La Syrie signera-t-elle les accords d’Abraham ? Interrogé sur une potentielle normalisation des relations entre Israël et la Syrie, malgré de vives tensions au Moyen-Orient, Donald Trump qui a rencontré son homologue syrien ce mercredi affirme que ce dernier lui aurait répondu par l’affirmative.

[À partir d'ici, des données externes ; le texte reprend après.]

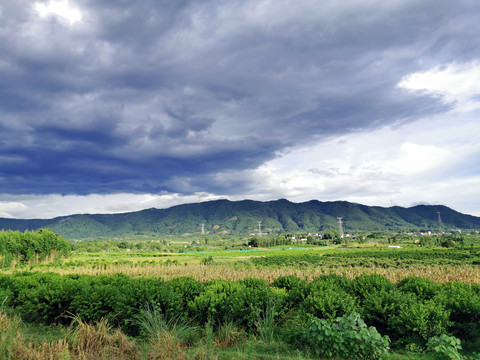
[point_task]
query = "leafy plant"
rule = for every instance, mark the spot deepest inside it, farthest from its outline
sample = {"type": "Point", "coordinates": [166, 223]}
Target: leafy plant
{"type": "Point", "coordinates": [445, 346]}
{"type": "Point", "coordinates": [347, 337]}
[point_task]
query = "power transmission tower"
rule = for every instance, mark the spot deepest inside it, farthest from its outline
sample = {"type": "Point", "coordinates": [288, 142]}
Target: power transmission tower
{"type": "Point", "coordinates": [340, 227]}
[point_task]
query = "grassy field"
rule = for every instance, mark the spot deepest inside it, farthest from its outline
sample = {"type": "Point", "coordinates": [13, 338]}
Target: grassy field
{"type": "Point", "coordinates": [256, 339]}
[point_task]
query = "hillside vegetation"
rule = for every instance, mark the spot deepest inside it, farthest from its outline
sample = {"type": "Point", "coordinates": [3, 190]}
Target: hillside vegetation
{"type": "Point", "coordinates": [240, 218]}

«Je lui ai dit, j’espère que vous rejoindrez (les accords d’Abraham, ndlr) une fois que vous aurez réglé votre situation et il m’a dit « oui ». Mais ils ont beaucoup de travail à faire», a déclaré Donald Trump dans l’avion qui l’emmenait au Qatar.
Des relations restaurées
Outre cette annonce, la rencontre entre Donald Trump et Ahmad al-Chareh a aussi permis de confirmer la levée des sanctions américaines contre la Syrie par le locataire de la Maison Blanche représente un tournant, mais il reste plusieurs obstacles avant que l’économie ne puisse se remettre des années d’isolement et de guerre.

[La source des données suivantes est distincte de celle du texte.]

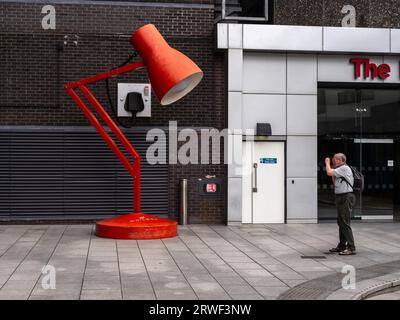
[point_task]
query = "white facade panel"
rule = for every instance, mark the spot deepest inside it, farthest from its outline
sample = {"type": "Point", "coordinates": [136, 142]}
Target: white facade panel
{"type": "Point", "coordinates": [265, 109]}
{"type": "Point", "coordinates": [222, 36]}
{"type": "Point", "coordinates": [235, 36]}
{"type": "Point", "coordinates": [302, 199]}
{"type": "Point", "coordinates": [234, 111]}
{"type": "Point", "coordinates": [234, 199]}
{"type": "Point", "coordinates": [282, 38]}
{"type": "Point", "coordinates": [302, 157]}
{"type": "Point", "coordinates": [235, 168]}
{"type": "Point", "coordinates": [302, 115]}
{"type": "Point", "coordinates": [302, 74]}
{"type": "Point", "coordinates": [264, 73]}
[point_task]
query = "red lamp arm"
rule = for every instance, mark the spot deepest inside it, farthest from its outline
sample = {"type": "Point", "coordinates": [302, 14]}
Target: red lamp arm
{"type": "Point", "coordinates": [134, 167]}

La diplomatie syrienne s’était réjoui mardi de ce «tournant décisif», d’autant que l’Union européenne, le Royaume-Uni et le Canada ont déjà assoupli leurs propres régimes de sanctions. Le ministre syrien des Finances, Mohammad Yassir Barniyeh, avait déclaré mardi à l’agence officielle Sana que cette décision «aidera la Syrie à reconstruire ses institutions, à fournir les services essentiels à la population, et à ouvrir de grandes perspectives d’investissement tout en restaurant la confiance dans l’avenir du pays».
La majorité des sanctions américaines ont été imposées après le début du conflit en 2011. Elles visaient l’ancien président Bachar al-Assad qui a réprimé dans le sang des manifestations anti-gouvernementales, mais aussi plusieurs membres de sa famille, ainsi que des responsables politiques et économiques.